Sharon Isbin & Friends

Guitar Passions
Sony Classical
Sharon Isbin & Friends

Isbin, one of America’s most prolific classical guitarists, has incorporated folk and jazz on crossover collaborations such as Journey To The Amazon (with saxophonist Paul Winter and percussionist Thiago de Mello), 3 Guitars 3 (with Laurindo Almeida and Larry Coryell), and Journey To The New World (with Joan Baez and Mark O’Connor). So it’s not that radical a comfort-zone stretch to find her in the company of Steve Vai, Stanley Jordan, Steve Morse, and Heart’s Nancy Wilson. The success of the results vary.

The 55-year-old begins Passions with Gentil Montana’s “Porro” (referring to a Columbian rhythm), double-tracking herself playing two complementary parts. Next, her plucked technique intertwines nicely with Jordan’s two-handed tapping approach on a piece by Argentine composer Quique Sinesi. And as much as his choice of notes, Vai’s fat, overdriven tone somehow makes total sense alongside Isbin’s crisp, rhythmic gut-string.

Almeida’s famous arrangement of the Adagio from Rodrigo’s “Concierto de Aranjuez” (stated beautifully by Romero Lubambo) is the jumping off point for some aggressive but tasty electric improvising by Morse over an extended bossa nova coda.

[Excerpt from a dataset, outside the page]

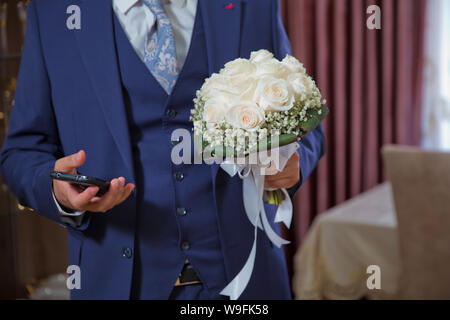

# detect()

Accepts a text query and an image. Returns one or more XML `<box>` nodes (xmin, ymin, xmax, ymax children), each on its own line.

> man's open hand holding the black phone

<box><xmin>53</xmin><ymin>150</ymin><xmax>135</xmax><ymax>212</ymax></box>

The same bossa-tag trick doesn’t work as well on “Dreamboat Annie”; it would have been more interesting to have Wilson sing the familiar Heart hit over a bossa groove all the way through.

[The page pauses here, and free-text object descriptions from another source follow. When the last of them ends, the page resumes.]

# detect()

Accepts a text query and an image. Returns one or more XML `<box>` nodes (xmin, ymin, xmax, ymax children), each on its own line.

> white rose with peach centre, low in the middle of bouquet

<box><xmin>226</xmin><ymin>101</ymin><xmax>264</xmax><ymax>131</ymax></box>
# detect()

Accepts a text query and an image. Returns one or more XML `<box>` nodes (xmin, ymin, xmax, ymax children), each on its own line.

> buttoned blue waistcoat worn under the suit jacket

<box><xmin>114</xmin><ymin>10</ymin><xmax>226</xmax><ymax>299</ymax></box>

This review would be remiss if it didn’t mention the CD’s tray photo. The comely Isbin is pictured from above, lounging on a floor surrounded by guitars. Not an especially original idea, except for the guitars chosen. There’s a Fender Coronado, a fake-bamboo Eko, a baby blue Hagstrom, a copy of a Fender Wildwood. Maybe Sharon figured a sunburst Paul or D’Angelico New Yorker would steal the show from her. If so, she figured wrong – on several levels.